By applying the nonequilibrium Green function method, we have theoretically investigated the quantum transport properties of armchair and zigzag graphene nanoribbons (GNRs), with defects (vacancies) appearing at the edges or in the inner part. Effects of the defects on the electronic conductance and local density of states are comprehensively studied. It is found that both edge and inner defects reduce the electronic conductance in general, while in detail they have different effects on the transport properties for different combinations of defect location and GNR edge type.

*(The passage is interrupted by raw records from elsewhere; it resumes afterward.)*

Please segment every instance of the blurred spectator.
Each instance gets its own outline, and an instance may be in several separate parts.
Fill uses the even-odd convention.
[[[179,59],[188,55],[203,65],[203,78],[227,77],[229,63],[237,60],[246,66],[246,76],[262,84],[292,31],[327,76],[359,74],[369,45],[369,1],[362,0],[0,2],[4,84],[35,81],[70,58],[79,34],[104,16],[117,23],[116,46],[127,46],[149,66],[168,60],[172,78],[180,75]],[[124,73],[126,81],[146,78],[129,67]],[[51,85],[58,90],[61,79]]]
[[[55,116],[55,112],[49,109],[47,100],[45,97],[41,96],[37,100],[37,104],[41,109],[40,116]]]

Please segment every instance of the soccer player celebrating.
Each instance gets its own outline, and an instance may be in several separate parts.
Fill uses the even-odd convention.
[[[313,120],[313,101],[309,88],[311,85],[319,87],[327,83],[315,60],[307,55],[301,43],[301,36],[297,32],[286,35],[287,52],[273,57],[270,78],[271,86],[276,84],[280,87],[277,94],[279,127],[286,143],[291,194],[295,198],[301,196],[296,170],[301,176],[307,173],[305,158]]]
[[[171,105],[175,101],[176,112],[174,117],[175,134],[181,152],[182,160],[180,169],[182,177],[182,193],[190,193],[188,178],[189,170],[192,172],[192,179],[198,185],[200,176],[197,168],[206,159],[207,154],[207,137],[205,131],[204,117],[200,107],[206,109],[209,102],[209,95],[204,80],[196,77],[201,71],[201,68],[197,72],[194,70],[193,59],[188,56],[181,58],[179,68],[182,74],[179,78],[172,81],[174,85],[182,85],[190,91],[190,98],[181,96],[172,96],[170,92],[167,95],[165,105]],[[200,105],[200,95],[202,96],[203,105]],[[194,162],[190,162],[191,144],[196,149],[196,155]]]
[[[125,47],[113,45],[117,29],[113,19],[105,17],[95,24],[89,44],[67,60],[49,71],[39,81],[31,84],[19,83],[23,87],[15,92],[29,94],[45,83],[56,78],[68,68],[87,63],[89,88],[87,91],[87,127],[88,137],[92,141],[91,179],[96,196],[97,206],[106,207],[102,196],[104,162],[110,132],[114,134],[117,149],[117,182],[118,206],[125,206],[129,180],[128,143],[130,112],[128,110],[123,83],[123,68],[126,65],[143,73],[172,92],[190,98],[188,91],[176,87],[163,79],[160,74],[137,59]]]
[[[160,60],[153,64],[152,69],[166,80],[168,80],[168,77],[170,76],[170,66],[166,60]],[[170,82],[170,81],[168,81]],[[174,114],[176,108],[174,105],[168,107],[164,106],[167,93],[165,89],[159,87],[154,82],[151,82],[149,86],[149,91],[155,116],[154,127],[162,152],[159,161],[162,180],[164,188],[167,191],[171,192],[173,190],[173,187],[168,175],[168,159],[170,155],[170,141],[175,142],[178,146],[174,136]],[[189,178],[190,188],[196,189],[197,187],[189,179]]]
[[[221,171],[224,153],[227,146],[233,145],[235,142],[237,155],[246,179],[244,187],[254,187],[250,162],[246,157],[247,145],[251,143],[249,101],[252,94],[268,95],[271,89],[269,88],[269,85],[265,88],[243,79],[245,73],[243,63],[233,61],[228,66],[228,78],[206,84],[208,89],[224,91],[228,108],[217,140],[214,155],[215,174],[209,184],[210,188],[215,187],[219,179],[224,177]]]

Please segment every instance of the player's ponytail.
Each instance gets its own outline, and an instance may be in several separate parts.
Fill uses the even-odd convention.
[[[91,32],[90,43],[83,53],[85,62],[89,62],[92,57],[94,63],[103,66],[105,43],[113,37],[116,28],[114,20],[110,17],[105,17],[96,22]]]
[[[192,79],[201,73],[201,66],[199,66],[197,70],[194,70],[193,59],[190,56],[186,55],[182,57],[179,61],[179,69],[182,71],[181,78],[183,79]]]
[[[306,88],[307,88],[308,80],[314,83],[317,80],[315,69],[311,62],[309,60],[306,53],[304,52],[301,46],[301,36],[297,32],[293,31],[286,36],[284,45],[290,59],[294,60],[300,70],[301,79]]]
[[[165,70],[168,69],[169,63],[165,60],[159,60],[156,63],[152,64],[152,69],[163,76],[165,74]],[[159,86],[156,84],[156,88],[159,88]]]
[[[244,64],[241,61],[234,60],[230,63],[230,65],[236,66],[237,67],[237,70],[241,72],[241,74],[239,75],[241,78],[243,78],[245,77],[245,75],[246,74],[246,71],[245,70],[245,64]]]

Under the same theoretical framework, we have also studied the effects of dephasing scattering processes in the GNRs, employing two specific choices of self-energy that provide momentum-conserving or momentum-relaxing dephasing processes. The momentum-relaxing dephasing processes not only relax momentum but also add an additional resistance to the channel, while the momentum- conserving dephasing processes only break the phase and have much less effect on the resistance. It is found that the transport properties of metallic zigzag GNRs are much more strongly modified by the dephasing scattering processes than are those of semiconducting armchair GNRs.

通过应用非平衡格林函数方法，我们从理论上研究了扶手椅形和曲折形石墨烯纳米带（GNR）的量子传输性质，在边缘或内部出现了缺陷（空位）。全面研究了缺陷对电子电导率和态局部密度的影响。发现边缘缺陷和内部缺陷通常都会降低电子电导率，而对于缺陷位置和GNR边缘类型的不同组合，它们对传输特性的影响不同。在相同的理论框架下，我们还研究了GNR中相移过程的影响，采用两种特定的自能选择，它们提供了动量守恒或动量松弛相移过程。减小动量的移相过程不仅使动量松弛，还给通道增加了额外的阻力，而保持动量的相移过程仅破坏了相位并且对阻力的影响小得多。已发现，金属之字形GNR的传输特性比相变扶手椅GNR的迁移特性受到相移散射过程的影响更大。